Metrics aggregation for polarity-aware binary scoring.

This module provides aggregation of GEval metrics using AND-gate success logic, polarity-aware mean scoring, and overridable compute methods for subclasses.

AggregationResult(aggregate_success, aggregate_score) dataclass

Result of metric aggregation.

Attributes:

Name Type Description
aggregate_success bool

True if all metrics passed (AND-gate), False otherwise.

aggregate_score float

Mean quality score with polarity inversion applied.

MetricsAggregator

Aggregator for GEval metrics.

Computes aggregate_success (AND-gate) and aggregate_score (polarity-aware mean). Subclass and override compute_success or compute_score to customize behavior per evaluator.

aggregate(named_results)

Aggregate GEval metric results.

Parameters:

Name Type Description Default
named_results dict[str, MetricResult]

Dictionary mapping metric names to MetricResult objects.

required

Returns:

Type Description
AggregationResult

AggregationResult with aggregate_success and aggregate_score.

AggregationResult

Empty dict returns aggregate_success=False and aggregate_score=0.0.

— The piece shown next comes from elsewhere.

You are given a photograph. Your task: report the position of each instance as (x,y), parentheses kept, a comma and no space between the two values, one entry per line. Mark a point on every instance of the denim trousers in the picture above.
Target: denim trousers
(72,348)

compute_score(named_results)

Polarity-aware mean of metric scores.

Parameters:

Name Type Description Default
named_results dict[str, MetricResult]

Dictionary mapping metric names to MetricResult objects.

required

Returns:

Name Type Description
float float

Mean of quality-adjusted scores, or 0.0 if empty.

compute_success(named_results)

AND-gate of all metric success flags.

Parameters:

Name Type Description Default
named_results dict[str, MetricResult]

Dictionary mapping metric names to MetricResult objects.

required

Returns:

Name Type Description
bool bool

True if every metric passed. False if any metric failed or if named_results is empty (no metrics evaluated implies no confidence).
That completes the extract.